The 2 Investigators have spent months reviewing the driving records of more than 1,000 cab owners.

The case of Simon Ohiri, who has one of the worst track records, underscores loopholes in city regulations that need to be closed to protect passengers and pedestrians.

Ohiri is licensed by the city, despite 116 traffic tickets for moving violations he has piled up since 1989. 

“I’m trying my best,” Ohiri told Zekman. “I’m a cab driver, and I’m on the street almost 15 hours every day. The fact that I make those mistakes, they are not purposeful.

Ohiri has also been sued five times by pedestrians who charge he hit them. The city is unaware of the claims because he’s not required to report them.

Renata Pasmanik, whose lawsuit is pending, was hit as she crossed the street at Canal and Monroe.

“The impact was pretty hard. He threw me about 20 feet in the air,” she said. “I fractured my back.”

“This could have been a whole lot worse,” her attorney, Robert Walsh, adds. “But first and foremost, it should never have happened in the first place.”

It also happened to Leslie Wilson as she crossed a street carrying her 3-year old grandchild, who, luckily, was not hurt.

Wilson had a broken leg. She says Ohiri later told the police he didn’t see her.

During the course of another lawsuit, Ohiri was asked in a deposition about his vision. He testified he had 20/20 vision in his right eye but has no vision at all in his left eye.

A city spokesperson says Ohiri passed his last vision test but will be asked to take another.

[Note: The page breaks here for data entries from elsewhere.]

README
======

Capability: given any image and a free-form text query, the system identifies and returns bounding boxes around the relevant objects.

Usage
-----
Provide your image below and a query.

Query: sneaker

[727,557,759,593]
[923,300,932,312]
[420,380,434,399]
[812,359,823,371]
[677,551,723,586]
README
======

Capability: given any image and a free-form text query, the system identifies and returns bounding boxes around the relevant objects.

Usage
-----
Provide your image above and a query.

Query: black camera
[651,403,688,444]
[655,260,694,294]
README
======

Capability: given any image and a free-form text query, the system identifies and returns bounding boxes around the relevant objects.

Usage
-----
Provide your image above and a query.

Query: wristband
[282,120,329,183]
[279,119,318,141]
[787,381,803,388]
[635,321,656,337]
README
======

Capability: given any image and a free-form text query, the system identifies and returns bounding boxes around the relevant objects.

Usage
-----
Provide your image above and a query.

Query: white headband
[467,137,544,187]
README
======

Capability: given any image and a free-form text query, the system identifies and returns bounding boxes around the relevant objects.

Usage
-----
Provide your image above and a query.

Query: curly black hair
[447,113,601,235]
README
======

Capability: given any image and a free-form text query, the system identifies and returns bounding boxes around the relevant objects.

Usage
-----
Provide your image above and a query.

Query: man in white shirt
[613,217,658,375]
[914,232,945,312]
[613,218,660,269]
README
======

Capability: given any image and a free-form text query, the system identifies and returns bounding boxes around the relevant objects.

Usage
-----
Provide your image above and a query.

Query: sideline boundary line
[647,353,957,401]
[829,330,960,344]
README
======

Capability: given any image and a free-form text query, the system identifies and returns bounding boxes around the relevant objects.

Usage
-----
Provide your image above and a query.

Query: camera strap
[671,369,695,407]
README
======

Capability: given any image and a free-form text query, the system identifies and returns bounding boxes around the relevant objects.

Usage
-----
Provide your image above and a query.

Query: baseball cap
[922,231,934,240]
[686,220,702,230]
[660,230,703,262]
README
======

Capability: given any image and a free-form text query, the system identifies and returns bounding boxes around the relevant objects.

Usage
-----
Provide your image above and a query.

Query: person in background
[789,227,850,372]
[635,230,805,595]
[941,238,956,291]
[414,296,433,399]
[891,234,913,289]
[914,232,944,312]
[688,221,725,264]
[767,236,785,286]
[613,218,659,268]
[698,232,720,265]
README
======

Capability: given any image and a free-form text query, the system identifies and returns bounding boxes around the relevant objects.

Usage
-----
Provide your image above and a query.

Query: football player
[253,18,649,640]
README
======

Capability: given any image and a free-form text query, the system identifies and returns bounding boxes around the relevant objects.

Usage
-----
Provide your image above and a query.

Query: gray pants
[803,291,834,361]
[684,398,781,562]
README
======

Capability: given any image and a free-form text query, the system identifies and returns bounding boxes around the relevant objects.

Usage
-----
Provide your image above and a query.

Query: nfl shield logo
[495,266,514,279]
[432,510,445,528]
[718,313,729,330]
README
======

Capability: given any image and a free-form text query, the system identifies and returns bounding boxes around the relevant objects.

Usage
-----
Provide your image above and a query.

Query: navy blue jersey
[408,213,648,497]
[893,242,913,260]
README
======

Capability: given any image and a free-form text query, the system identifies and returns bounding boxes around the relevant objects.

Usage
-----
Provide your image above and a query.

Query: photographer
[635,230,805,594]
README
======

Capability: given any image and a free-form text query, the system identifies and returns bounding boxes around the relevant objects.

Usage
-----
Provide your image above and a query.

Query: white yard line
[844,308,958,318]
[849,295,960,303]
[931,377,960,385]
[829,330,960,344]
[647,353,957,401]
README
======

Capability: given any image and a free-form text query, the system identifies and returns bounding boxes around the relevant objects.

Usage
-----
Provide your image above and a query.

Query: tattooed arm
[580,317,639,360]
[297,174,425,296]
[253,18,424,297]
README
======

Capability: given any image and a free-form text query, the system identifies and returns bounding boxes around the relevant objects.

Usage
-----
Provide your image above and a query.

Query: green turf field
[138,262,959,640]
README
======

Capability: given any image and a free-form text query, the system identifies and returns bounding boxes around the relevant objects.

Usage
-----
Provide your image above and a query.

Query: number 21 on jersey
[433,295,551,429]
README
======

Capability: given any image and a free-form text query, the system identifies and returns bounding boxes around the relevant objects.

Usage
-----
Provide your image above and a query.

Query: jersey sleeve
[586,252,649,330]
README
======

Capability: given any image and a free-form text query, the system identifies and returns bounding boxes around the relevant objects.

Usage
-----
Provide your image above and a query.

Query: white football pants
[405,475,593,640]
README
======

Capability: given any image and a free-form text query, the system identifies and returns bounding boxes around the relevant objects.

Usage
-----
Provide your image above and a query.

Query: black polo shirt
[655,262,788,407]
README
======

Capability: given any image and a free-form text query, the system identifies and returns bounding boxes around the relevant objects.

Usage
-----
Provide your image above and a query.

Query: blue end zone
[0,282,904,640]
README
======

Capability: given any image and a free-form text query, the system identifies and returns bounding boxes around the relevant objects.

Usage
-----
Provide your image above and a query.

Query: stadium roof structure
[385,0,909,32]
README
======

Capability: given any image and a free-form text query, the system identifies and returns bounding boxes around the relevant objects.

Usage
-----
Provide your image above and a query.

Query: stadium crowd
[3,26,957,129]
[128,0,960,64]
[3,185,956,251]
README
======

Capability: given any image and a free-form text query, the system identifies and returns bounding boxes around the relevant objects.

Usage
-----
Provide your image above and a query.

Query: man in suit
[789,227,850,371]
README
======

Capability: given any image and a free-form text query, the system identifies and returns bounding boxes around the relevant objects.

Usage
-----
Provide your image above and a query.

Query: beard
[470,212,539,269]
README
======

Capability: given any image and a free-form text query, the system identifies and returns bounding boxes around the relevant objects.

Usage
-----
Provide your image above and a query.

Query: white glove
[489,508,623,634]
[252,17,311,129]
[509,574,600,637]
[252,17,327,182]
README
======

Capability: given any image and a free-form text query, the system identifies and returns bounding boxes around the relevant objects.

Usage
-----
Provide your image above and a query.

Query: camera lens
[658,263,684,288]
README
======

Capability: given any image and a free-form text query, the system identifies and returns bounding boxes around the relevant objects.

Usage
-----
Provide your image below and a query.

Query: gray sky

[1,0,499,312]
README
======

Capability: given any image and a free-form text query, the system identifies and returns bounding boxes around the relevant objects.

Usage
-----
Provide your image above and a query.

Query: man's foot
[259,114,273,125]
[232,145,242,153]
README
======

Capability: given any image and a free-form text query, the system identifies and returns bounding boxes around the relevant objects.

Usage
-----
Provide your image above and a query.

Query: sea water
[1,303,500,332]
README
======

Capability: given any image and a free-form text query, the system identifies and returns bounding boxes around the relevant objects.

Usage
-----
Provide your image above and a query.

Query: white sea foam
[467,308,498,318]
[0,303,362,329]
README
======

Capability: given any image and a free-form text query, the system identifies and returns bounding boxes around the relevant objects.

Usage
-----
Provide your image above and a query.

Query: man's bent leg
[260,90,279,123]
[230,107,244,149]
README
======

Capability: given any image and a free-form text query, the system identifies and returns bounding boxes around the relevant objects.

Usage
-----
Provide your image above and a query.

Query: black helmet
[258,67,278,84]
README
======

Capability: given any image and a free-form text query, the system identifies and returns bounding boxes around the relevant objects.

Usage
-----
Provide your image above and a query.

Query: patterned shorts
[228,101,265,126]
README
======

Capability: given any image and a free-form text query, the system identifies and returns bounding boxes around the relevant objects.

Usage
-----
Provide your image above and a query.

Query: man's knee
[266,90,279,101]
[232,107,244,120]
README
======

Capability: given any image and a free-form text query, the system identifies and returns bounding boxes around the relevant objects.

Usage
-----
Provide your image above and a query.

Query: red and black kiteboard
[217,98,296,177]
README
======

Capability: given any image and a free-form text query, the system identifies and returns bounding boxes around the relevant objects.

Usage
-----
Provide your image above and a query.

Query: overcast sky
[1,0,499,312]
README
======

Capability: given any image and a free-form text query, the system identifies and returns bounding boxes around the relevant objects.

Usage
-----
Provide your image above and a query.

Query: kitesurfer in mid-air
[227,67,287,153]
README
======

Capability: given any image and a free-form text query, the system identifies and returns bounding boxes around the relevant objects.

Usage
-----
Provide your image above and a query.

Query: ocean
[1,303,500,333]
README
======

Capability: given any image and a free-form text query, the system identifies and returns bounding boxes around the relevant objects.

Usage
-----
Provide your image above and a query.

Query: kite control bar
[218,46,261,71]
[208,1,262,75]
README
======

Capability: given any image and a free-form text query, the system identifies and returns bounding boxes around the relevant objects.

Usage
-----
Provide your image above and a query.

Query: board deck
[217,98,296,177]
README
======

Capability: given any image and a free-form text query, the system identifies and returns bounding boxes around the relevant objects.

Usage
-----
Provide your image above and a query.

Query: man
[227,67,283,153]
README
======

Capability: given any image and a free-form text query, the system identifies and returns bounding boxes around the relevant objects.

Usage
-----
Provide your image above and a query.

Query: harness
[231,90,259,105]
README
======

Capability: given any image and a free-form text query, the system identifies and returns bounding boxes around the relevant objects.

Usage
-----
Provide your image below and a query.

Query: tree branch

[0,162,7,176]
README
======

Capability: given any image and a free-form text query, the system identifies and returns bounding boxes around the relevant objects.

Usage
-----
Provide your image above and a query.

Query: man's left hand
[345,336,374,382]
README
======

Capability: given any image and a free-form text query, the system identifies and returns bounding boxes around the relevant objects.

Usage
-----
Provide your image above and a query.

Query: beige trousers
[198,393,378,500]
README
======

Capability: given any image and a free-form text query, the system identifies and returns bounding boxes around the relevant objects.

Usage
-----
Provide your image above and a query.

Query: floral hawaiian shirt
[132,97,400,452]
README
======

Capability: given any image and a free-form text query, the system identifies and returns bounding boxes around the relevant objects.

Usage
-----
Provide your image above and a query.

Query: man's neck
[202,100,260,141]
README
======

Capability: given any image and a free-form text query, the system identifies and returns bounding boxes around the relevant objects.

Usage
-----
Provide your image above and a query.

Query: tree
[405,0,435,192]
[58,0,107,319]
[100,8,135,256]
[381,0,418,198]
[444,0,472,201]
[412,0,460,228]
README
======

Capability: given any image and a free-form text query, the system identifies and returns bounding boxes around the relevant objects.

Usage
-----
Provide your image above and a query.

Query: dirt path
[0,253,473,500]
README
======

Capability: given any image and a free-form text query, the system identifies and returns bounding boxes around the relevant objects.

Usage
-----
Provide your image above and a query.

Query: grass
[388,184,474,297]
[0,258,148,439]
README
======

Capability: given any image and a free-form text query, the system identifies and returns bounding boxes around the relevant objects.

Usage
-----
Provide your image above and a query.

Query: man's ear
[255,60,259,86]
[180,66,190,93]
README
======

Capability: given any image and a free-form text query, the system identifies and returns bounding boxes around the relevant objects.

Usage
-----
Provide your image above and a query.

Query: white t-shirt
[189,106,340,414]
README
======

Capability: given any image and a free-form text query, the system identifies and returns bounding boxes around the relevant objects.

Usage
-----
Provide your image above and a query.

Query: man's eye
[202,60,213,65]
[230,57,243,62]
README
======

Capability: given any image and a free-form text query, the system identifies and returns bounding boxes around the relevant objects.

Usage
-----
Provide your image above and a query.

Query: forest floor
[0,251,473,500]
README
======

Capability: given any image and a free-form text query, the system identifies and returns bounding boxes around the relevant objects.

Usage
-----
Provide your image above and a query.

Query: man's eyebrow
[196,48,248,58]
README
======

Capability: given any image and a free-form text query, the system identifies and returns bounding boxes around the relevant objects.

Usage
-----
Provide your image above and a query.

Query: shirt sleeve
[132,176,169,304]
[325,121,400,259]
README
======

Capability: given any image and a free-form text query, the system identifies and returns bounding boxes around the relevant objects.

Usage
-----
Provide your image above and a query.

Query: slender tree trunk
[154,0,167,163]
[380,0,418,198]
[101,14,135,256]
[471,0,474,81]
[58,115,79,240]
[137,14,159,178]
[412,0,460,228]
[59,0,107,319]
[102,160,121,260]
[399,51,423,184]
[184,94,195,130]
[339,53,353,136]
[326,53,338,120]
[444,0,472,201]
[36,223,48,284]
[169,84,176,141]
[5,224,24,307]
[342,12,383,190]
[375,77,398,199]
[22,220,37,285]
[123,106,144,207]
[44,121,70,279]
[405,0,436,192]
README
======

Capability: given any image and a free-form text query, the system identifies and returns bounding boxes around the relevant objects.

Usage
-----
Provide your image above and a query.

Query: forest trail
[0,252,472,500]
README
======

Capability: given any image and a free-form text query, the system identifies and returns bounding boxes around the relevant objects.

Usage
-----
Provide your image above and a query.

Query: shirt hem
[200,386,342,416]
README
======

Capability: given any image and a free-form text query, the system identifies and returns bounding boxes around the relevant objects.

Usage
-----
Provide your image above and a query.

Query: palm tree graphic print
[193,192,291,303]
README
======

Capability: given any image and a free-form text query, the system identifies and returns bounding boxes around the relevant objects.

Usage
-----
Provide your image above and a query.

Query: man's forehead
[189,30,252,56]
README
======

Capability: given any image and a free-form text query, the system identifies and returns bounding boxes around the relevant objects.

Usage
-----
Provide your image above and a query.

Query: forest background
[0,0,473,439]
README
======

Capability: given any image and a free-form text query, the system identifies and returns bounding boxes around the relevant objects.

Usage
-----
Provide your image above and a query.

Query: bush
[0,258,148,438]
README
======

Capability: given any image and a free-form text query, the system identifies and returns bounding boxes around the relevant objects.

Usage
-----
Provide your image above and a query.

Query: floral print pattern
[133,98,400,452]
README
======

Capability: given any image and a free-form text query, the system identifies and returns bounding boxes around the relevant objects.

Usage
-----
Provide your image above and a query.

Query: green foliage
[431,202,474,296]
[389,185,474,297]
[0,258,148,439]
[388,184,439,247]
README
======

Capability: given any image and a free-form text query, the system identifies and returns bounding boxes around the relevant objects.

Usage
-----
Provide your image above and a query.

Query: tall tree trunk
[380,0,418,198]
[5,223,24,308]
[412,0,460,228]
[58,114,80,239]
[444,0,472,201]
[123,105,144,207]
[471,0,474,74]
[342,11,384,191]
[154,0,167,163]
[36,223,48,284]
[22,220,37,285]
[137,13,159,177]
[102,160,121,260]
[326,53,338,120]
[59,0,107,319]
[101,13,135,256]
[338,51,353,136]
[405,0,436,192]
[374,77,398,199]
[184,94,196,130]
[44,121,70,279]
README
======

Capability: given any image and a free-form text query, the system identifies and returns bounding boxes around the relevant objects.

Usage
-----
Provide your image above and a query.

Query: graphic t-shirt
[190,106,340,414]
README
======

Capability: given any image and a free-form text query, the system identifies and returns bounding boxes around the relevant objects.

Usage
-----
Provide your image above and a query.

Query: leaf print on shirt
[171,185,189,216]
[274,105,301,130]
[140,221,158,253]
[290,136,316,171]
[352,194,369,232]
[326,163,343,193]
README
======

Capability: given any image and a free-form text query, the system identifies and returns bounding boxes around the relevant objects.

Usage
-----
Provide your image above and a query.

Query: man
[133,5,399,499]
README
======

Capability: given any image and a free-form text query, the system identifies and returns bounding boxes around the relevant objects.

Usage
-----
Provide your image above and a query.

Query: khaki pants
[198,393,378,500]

The Chicago Department of Business Affairs and Consumer Protection, which licenses cab drivers, requires cabbies to bring in their record of traffic convictions from the Illinois Secretary of State’s Office each year when they renew their cab license.

But it never gets a driver’s complete driving history on tickets that have been dismissed in traffic court.

As the 2 Investigators previously disclosed, many of those traffic tickets are dismissed because police officers who wrote the tickets is not in court. A city Law Department spokesman said that’s often because they are on furlough, vacation or have to fulfill other assignments.

Ohiri has had 56 tickets dismissed. As a result, the Department of Consumer Services has required him to take safe driving classes eight times over the last 11 years.

“At what point do you learn how to drive safely?,” Zekman asked Ohiri.

He had no response.

Following CBS 2’s inquiries, the city has begun a top-to-bottom review of its outdated regulatory system.  

Effective immediately, cab drivers with convictions for three or more moving violations in the previous year will not be able to renew their license. They can reapply in 18 months.

Anyone who observes reckless driving by a cab driver is encouraged by the city to get the cab license number and report it by calling 311.